Fortunately, with the powerful rise of tablet computers, we’re starting to see the emergence of a better option: proprietary sheet music reader apps. While still in developmental infancy, the marriage between Internet sheet music content and proprietary reader apps is showing some promising signs of powerful digital progeny. Not only can you search, buy, and download copyrighted content instantly, but with some apps you can work more dynamically with your music than would ever be possible with printed paper versions. Here’s a sampling of what some of these reader apps enable you to do:
- Transpose instantly into any key
- Listen to audio playback of the notes at any tempo
- Add ink annotations to the music in multiple colors and easily erase them
- Use one master (“conductor”) device to open the same song on multiple (“slave”) devices, and in some cases turn everyone’s pages and share ink annotation markings with everyone
Unfortunately, we have yet to see a universal reader app for all commercially available digital sheet music, so your purchasing decision may have just as much to do with what you want to be able to do with your music as with which piece you actually buy. Here is a sampling of proprietary sheet music sites and the apps (if any) that can be used to read them.
As of this writing, Musicnotes.com is currently the largest Internet site for commercial digital sheet music with almost 250,000 works available for digital download. You can find arrangements of the latest hits and popular tunes from yesterday for a wide variety of instruments.
App: Musicnotes Sheet Music Viewer for iPad/Android
The companion app for the Musicnotes web store is a great example of what’s possible when publishers grow beyond Gutenberg. If you’ve ever bought anything from the Musicnotes.com website in the past, once you log in with your username and password within the app, your entire archive of songs you’ve bought (and printed and lost) will auto-magically be available for download. The Musicnotes app enables users to draw ink and highlight markings on the music just like ink to paper. And its best feature? In the iPad version, you can set a “conductor” iPad to connect wirelessly to multiple “slave” iPads to open everyone’s reader to the same song, turn everyone’s pages, and even send text comments and ink markings to everyone (sorry, Android users are out of the loop with this megalomaniacal level of musical control over ensemble minions…)
Site: Sheet Music Direct
Don’t let the numbers game fool you: even if SheetMusicDirect.com “only” announced 100,000 scores at the time of its reader app’s launch, the muscle behind the site and the app is none other than Hal Leonard, the world’s largest sheet music publisher. You’ll find a tremendous depth of titles from the latest hits and nostalgic goodies, to a rich resource for Jazz and Classical compositions. It’s encouraging when you see a publisher of this size and influence jump aboard the digital bandwagon – hopefully this will spur other publishers to follow suit sooner rather than later.

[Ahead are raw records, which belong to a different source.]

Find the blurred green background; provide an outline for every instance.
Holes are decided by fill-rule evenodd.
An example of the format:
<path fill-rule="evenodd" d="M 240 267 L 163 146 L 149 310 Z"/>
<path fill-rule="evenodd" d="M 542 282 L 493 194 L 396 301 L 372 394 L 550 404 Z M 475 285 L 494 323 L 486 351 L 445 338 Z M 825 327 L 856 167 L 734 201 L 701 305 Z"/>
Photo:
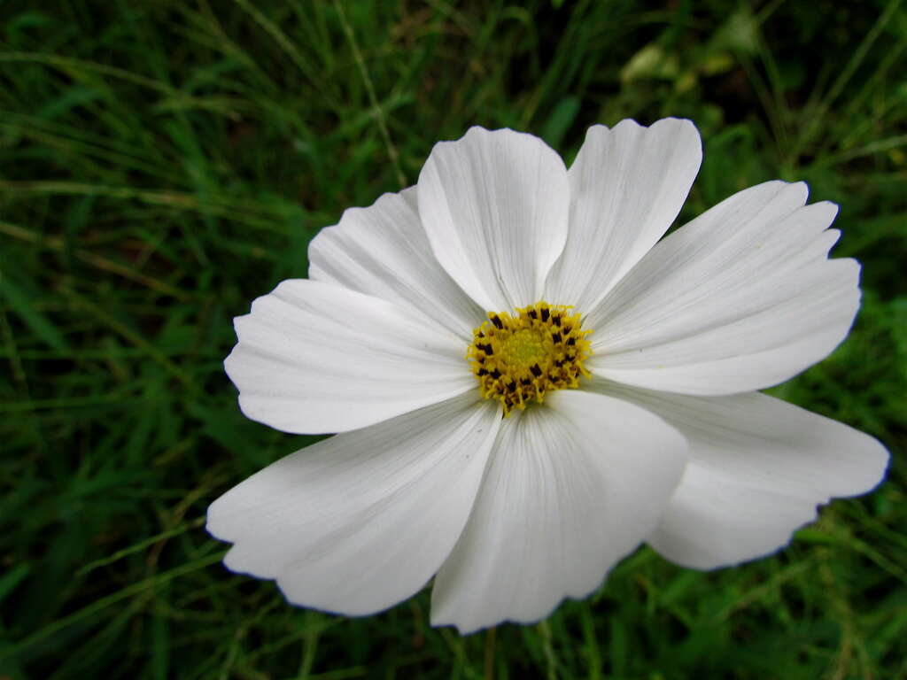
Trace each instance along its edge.
<path fill-rule="evenodd" d="M 907 12 L 897 0 L 0 4 L 0 678 L 907 677 Z M 347 619 L 219 560 L 205 509 L 305 437 L 246 420 L 230 318 L 473 124 L 693 119 L 680 221 L 766 180 L 840 203 L 849 340 L 773 393 L 888 481 L 775 558 L 649 549 L 533 627 L 428 593 Z"/>

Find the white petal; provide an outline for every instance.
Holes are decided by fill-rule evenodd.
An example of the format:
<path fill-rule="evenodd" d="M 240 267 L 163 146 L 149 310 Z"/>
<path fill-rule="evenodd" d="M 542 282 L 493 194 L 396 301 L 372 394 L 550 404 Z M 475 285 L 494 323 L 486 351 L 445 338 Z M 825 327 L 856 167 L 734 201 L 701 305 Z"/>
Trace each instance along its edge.
<path fill-rule="evenodd" d="M 805 184 L 760 184 L 656 245 L 584 323 L 595 329 L 592 373 L 727 394 L 826 356 L 860 306 L 860 267 L 827 259 L 837 207 L 805 199 Z"/>
<path fill-rule="evenodd" d="M 294 604 L 351 616 L 417 592 L 469 517 L 500 407 L 472 395 L 338 434 L 214 501 L 224 563 L 276 578 Z"/>
<path fill-rule="evenodd" d="M 590 128 L 570 168 L 570 230 L 544 298 L 591 309 L 671 226 L 701 161 L 689 121 Z"/>
<path fill-rule="evenodd" d="M 415 187 L 351 208 L 308 247 L 308 277 L 403 306 L 473 341 L 485 314 L 432 253 L 419 220 Z"/>
<path fill-rule="evenodd" d="M 686 567 L 775 552 L 815 519 L 816 505 L 865 493 L 888 465 L 873 437 L 758 393 L 697 397 L 595 384 L 658 413 L 689 442 L 683 481 L 649 538 Z"/>
<path fill-rule="evenodd" d="M 434 145 L 418 183 L 435 257 L 485 311 L 537 302 L 567 238 L 563 161 L 537 137 L 471 128 Z"/>
<path fill-rule="evenodd" d="M 647 411 L 578 390 L 505 420 L 434 580 L 432 624 L 468 633 L 537 621 L 590 593 L 657 525 L 686 449 Z"/>
<path fill-rule="evenodd" d="M 461 339 L 331 284 L 284 281 L 234 324 L 224 365 L 239 406 L 278 430 L 345 432 L 476 389 Z"/>

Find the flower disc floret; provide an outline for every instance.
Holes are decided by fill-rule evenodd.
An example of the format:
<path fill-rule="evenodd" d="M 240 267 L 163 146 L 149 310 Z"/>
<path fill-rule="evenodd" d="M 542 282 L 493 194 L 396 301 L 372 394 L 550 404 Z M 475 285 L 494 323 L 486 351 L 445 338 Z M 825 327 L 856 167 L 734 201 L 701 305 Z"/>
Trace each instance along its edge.
<path fill-rule="evenodd" d="M 580 315 L 564 305 L 537 302 L 512 316 L 491 312 L 473 331 L 466 357 L 485 399 L 497 399 L 504 416 L 541 403 L 551 390 L 575 388 L 588 376 L 583 361 L 592 354 Z"/>

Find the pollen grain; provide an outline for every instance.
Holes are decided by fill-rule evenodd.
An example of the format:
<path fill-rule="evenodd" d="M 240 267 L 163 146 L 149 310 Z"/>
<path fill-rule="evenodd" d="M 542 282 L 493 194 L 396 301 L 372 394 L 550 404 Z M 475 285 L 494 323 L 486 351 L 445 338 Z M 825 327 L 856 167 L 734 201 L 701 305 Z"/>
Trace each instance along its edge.
<path fill-rule="evenodd" d="M 537 302 L 507 312 L 491 312 L 473 331 L 466 358 L 485 399 L 497 399 L 504 416 L 541 403 L 552 390 L 578 387 L 589 376 L 583 361 L 591 354 L 580 315 L 572 307 Z"/>

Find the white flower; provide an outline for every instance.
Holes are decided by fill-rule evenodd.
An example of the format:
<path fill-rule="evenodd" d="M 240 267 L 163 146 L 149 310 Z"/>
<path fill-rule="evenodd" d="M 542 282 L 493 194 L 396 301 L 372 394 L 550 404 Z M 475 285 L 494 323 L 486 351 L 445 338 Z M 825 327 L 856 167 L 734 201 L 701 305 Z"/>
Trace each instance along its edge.
<path fill-rule="evenodd" d="M 473 128 L 321 231 L 226 366 L 249 418 L 340 433 L 211 505 L 227 567 L 352 616 L 434 576 L 432 623 L 469 632 L 589 595 L 643 541 L 705 569 L 769 554 L 879 483 L 874 439 L 755 392 L 851 326 L 836 207 L 766 182 L 662 239 L 701 155 L 677 119 L 595 126 L 569 170 Z"/>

App: Sheet Music Direct for iPad
Sheet Music Direct for iPad is a more dynamic app in many ways. You can dynamically transpose the music into any key and listen to digital playback in any tempo. If there are multiple instruments in the score, you can alter or mute the playback volume individually for each track. You can even set up a click track and tap out your own tempo with the built-in metronome feature. One drawback is the lack of annotation features – the type of dynamic file the Sheet Music Direct’s app uses (Sibelius Scorch) does not lend itself to adding an inking layer as is possible with static PDF readers. Speaking of PDF files, Sheet Music Direct for iPad has the ability to import PDFs, so you could conceivably create a set list mixed with the latest top 10 hits and your hand-written opus scanned from that napkin.